I should have said WASPs, and you would have understood how helpless Republicans were. But Michael Novak -- not Robert -- popularized the use of the term WASP. I had lunch with him once and pointed out that Southerners were overwhelmingly WASP but they shared every sane characteristic of the Unmeltable Ethnics he was contrasting to the White Anglo-Saxon Protestants. What he MEANT by WASPs, in plain English, was YANKEES. He wasn't being truthful.
He agreed, but Michael Novak is a theologian, so it didn't bother him in the slightest. All professional theologians are sociopaths.
Anyway, my Philadelphia Irish buddy and I were talking and I made a Proterstant-Catholic joke. He said, "Why is it that every time a protestant makes a Catholic-Protestant joke, the Catholics always comes out ahead?"
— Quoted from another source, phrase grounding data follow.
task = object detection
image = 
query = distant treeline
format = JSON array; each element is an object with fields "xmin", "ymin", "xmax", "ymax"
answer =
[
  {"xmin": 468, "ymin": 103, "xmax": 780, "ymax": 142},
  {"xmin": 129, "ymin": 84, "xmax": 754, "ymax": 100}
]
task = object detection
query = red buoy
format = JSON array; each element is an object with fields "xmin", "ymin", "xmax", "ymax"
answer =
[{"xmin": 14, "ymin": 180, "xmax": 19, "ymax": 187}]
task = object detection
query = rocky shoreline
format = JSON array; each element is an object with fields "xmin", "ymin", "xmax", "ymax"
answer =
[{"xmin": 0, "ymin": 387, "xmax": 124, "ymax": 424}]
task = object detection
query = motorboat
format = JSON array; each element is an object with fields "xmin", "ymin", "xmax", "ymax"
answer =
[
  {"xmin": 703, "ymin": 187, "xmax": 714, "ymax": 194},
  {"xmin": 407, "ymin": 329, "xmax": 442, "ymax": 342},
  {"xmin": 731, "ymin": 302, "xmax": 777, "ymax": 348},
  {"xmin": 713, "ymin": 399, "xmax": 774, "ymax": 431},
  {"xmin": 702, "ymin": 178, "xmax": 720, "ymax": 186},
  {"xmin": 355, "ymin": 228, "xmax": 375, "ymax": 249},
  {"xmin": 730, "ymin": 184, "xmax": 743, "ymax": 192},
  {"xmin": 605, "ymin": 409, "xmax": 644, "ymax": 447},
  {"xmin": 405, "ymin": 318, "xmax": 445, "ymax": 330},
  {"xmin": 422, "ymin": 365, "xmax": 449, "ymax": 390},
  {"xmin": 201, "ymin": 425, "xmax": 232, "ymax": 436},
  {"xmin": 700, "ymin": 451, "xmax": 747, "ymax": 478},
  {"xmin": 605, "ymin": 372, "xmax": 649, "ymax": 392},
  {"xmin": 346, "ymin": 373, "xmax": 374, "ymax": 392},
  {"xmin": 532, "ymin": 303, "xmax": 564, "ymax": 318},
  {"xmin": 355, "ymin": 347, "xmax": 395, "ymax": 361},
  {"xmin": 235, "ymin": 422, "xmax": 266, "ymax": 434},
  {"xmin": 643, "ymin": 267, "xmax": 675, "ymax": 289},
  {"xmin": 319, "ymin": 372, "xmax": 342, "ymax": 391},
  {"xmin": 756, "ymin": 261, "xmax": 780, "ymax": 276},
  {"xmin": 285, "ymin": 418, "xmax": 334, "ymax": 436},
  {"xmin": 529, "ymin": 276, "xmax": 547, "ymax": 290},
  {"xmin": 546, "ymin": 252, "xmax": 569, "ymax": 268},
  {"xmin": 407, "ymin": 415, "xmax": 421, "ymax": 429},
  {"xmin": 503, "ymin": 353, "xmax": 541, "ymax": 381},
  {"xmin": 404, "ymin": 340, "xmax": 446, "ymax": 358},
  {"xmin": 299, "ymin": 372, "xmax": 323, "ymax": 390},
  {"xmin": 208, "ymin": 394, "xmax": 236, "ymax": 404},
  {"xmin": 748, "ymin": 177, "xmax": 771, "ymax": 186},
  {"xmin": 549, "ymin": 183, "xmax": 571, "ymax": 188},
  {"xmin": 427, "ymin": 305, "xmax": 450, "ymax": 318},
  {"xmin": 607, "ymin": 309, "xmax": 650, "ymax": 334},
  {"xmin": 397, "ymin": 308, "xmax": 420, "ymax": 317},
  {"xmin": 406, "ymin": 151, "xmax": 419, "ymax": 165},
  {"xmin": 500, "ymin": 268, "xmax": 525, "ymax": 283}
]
I was impressed. He was saying that only Jews and jigs and spics and so forth cannot listen to a joke unless their guy wins over the white guy. All dumb people are blond.
Which, as my buddy damned well knew, made the guy who is touchy a bit like a ... well, you know.
BUT I had an experience that puts another angle on this. I lived in a campaign headquarters in the middle of the Polish steel worker section of Chicago for a summer, and they would have gone ballistic if I had referred to them as "Polish people." Remember, I'm an honorary Boston Southie and I am supposed to speak THEIR language. "Polish people" sounds like they are some kind of defensive minority group.
A couple of years later I met a girl from Boston. She wouldn't say her last name. She was deeply ashamed of it. It was POLISH! In Boston being Polish or Irish makes you inferior. Nobody SAYS it, of course. It is so ingrained they don't even NOTICE it.
When we were talking about families in Southie, I mentioned that my first ancestor here wrote the first book in English in America, converted and baptized Pocahontas, and DIED before the famous Pilgrims GOT here. To me that was an illustration of Southern history being ignored. To them it was a revelation. They had someone speaking for them whose families predated their Majesties the Cabots and the Lodges Themselves!
Until that moment, I didn't fully realize how seriously they take this crap up there.
Anti-Catholic may mean more to Back Bay Grouch than it would to someone from Scarlet O'Hara and Cajun territory.